Rabbi Lord Jonathan Sacks
“God is setting us a big challenge.”
November 14, 2020A celebrated moral thinker and renowned Judaic intellect, Rabbi Jonathan Sacks died last week at 72 from cancer.
“The greatest single antidote to violence is conversation, speaking our fears, listening to the fears of other—in that sharing of vulnerabilities, discovering a genesis of hope.”
When Krista Tippett, On Being, spoke with Lord Sacks in 2010, he modeled a life-giving, imagination-opening faithfulness to what some might see as contradictory callings: How to be true to one’s own convictions while also honoring the sacred and civilizational calling to shared life — indeed, to love the stranger?
Krista: You’ve made a statement. I think it’s audacious: “The greatest single antidote to violence is conversation, speaking our fears, listening to the fears of others, and in that sharing of vulnerabilities, discovering a genesis of hope.” Now as someone who conducts conversation for a living, I love that statement. I wonder how you know that to be true — that the antidote to violence is conversation.
Lord Sacks: Listening gives each of the two parties the feeling that they are heard, and once they’re heard, they can then begin to speak what they really feel. And then they can begin to realize that there are things they still care about in common.
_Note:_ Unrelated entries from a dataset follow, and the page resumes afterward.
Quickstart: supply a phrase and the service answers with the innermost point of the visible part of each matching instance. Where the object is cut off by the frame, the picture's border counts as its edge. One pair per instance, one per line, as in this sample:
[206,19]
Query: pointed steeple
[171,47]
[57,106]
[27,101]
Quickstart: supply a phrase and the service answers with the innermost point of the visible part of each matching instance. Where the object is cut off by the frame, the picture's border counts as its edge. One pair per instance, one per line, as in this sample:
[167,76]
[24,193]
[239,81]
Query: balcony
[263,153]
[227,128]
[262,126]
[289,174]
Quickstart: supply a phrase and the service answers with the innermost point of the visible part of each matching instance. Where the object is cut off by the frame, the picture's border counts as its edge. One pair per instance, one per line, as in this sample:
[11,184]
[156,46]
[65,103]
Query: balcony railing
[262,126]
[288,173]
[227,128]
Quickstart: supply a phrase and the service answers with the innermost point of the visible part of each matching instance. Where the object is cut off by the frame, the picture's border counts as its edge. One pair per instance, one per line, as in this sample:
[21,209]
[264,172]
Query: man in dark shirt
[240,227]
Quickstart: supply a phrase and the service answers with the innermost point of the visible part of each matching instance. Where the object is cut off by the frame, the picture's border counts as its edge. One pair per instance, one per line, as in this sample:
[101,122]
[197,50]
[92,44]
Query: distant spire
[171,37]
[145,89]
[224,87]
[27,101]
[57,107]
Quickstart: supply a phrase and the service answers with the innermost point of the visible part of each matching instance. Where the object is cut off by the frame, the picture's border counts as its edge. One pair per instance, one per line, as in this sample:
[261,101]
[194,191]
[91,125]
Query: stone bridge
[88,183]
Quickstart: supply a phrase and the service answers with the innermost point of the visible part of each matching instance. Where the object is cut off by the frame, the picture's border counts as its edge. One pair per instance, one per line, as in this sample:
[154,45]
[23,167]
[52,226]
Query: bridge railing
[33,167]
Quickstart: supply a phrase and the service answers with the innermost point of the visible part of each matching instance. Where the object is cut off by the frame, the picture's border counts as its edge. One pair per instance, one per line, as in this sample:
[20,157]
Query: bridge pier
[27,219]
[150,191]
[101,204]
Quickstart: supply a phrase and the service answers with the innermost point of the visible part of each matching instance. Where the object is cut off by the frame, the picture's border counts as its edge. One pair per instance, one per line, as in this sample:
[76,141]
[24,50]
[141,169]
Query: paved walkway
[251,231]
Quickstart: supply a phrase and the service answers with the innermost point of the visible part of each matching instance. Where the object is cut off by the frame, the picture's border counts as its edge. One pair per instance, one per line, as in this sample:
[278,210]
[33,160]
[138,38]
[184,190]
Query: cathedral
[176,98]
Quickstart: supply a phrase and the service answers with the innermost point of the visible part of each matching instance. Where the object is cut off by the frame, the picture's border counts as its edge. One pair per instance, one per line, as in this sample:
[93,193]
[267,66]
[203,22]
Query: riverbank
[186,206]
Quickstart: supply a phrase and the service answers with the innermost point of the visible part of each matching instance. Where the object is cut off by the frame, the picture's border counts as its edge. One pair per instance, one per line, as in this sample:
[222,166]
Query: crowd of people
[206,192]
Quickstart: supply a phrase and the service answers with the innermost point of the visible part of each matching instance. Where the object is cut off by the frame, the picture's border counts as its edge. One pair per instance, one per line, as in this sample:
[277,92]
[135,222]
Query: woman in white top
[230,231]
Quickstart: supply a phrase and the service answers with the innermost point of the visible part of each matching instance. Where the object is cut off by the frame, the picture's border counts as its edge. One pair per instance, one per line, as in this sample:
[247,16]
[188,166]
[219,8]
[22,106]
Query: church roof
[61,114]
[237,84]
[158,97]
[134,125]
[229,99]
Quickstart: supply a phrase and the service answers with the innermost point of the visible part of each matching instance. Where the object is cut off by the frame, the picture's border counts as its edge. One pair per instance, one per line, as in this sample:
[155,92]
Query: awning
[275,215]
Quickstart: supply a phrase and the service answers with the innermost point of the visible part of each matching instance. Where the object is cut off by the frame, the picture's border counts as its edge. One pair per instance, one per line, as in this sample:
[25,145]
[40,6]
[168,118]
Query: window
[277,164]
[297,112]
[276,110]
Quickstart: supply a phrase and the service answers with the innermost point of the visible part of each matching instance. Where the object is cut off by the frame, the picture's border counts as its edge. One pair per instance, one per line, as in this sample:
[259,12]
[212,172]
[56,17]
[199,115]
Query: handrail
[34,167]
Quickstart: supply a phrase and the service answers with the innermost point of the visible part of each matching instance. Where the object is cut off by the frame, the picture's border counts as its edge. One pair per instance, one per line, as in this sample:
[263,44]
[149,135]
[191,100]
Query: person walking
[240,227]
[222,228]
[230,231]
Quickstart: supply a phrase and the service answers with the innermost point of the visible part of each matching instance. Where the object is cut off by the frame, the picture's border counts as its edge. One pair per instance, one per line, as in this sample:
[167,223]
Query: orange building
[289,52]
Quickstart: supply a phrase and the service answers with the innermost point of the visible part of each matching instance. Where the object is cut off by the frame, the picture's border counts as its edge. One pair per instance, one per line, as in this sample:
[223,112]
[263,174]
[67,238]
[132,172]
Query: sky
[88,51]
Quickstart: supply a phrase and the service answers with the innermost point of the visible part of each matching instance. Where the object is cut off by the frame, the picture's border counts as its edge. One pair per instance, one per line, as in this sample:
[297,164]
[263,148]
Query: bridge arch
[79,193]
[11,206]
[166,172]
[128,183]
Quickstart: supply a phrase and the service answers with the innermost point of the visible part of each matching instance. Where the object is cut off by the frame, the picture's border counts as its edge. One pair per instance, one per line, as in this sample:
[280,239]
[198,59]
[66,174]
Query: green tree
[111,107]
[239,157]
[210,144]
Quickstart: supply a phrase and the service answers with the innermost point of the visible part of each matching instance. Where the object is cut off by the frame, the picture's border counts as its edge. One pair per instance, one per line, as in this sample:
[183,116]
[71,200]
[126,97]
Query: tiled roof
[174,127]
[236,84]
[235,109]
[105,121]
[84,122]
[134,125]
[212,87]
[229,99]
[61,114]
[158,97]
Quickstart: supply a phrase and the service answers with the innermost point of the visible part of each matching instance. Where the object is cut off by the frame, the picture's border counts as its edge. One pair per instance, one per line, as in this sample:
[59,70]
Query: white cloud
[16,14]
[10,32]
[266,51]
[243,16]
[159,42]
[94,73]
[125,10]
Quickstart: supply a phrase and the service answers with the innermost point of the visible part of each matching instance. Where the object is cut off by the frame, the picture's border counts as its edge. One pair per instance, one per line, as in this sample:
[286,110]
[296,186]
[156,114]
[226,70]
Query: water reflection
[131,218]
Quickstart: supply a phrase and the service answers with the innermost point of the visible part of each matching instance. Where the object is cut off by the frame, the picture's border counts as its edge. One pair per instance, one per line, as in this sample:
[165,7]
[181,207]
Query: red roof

Sometimes I think what would happen if we generated real conversations at the grassroots level between the people whose lives are really affected?
The real conflicts arise when our minds are focused on the past.
I think God is setting us a big challenge, a really big challenge. We are living so close to difference with such powers of destruction that he’s really giving us very little choice. You know, to quote that great line from W.H. Auden, “We must love one another or die.”
So I am full of hope as we face the greatest challenge humanity ever has.